As with any other visit to Subway, I go in knowing pretty much what I want to eat. "I'll have a 6" turkey sub on wheat bread" I say to the girl behind the snot glass case. "Lettuce, tomato, pickles, red onion, spinach, jalapenos, salt and pepper and some lite mayo". That's my order almost every time. Quick, simple, easy....... Time to go. Right? Wrong! Oh so very wrong. Just when I think I've conjured up a decent dinner that even my wife would be proud of, I hear those dreaded words........ "Would you like to make it a meal?"
I freeze, knowing I'm screwed.
You see, I have a love/hate relationship with Subway. On the one hand, they sell fairly cheap, fairly healthy sandwiches. On the other hand, they sell cookies. GOOD cookies. While I'm positive I don't want to know what is actually in Subway cookies, I'll just assume it's some mixture of nicotine, sugar, and general yumminess as that gives me some validation in my constant struggle to withstand their powers. But I'm like a redneck in dollar store when I'm near them; I just can't control myself . They have the ability to strip away all willpower and make me into putty in their evil little cookie hands.

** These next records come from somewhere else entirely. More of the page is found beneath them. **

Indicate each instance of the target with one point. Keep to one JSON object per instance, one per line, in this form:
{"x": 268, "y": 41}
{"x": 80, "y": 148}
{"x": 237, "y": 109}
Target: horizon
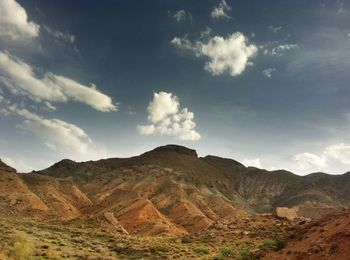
{"x": 198, "y": 156}
{"x": 265, "y": 84}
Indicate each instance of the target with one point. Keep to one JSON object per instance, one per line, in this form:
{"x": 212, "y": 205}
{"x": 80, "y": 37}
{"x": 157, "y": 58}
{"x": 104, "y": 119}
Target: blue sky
{"x": 263, "y": 82}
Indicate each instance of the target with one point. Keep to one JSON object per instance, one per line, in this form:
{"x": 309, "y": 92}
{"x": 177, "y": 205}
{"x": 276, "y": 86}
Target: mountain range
{"x": 169, "y": 190}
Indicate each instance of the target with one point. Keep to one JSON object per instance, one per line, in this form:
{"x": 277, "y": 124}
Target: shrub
{"x": 227, "y": 251}
{"x": 274, "y": 244}
{"x": 186, "y": 239}
{"x": 22, "y": 247}
{"x": 202, "y": 250}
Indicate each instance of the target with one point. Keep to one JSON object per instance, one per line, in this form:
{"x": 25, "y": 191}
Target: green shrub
{"x": 202, "y": 250}
{"x": 274, "y": 244}
{"x": 22, "y": 247}
{"x": 228, "y": 251}
{"x": 186, "y": 239}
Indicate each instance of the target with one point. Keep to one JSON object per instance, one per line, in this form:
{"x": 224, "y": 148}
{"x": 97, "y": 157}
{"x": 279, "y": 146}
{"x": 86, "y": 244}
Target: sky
{"x": 263, "y": 82}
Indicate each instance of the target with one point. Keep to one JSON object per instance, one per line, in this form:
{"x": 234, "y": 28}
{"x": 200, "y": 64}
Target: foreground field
{"x": 30, "y": 240}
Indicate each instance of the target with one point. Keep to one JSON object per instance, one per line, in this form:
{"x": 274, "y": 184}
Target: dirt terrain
{"x": 170, "y": 203}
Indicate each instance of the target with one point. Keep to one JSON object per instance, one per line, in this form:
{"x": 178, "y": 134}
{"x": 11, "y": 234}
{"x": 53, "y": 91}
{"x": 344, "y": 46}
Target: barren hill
{"x": 168, "y": 190}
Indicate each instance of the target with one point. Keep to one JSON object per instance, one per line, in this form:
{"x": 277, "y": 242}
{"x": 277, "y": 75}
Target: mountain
{"x": 169, "y": 190}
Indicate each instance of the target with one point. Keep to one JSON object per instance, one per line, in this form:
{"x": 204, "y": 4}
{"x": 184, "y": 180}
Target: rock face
{"x": 288, "y": 213}
{"x": 169, "y": 190}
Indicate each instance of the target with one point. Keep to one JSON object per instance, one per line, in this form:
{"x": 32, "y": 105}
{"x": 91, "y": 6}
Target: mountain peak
{"x": 172, "y": 148}
{"x": 5, "y": 167}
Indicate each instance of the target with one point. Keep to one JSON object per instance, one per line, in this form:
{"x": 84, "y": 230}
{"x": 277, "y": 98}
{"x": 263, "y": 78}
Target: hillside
{"x": 168, "y": 190}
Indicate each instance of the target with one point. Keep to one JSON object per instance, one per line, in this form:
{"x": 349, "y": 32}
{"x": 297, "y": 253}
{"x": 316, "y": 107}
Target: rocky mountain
{"x": 167, "y": 190}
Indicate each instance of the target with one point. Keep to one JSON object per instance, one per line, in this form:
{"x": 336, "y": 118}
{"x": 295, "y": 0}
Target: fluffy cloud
{"x": 14, "y": 22}
{"x": 252, "y": 162}
{"x": 280, "y": 50}
{"x": 20, "y": 79}
{"x": 182, "y": 16}
{"x": 166, "y": 118}
{"x": 65, "y": 36}
{"x": 19, "y": 165}
{"x": 268, "y": 72}
{"x": 308, "y": 161}
{"x": 231, "y": 54}
{"x": 340, "y": 152}
{"x": 220, "y": 11}
{"x": 275, "y": 29}
{"x": 58, "y": 135}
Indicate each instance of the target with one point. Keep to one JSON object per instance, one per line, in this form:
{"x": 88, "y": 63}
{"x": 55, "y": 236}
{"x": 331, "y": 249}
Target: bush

The sad part is that every time I go to Subway I'm convinced that I actually want a sandwich. It's a lie though. There's some kind of subconscious magnetism in their cookie dough that draws me in, unsuspectingly, and tells me to order a sandwich. I never even see the cookies until I'm in the store. They hunker down and wait until I'm fully sandwich-commited before they launch the attack on my willpower. It's a full frontal assault and it's typically over before I know what happened. Next thing I realize, I'm sitting down eating cookies when I totally just wanted a sandwich.... I swear!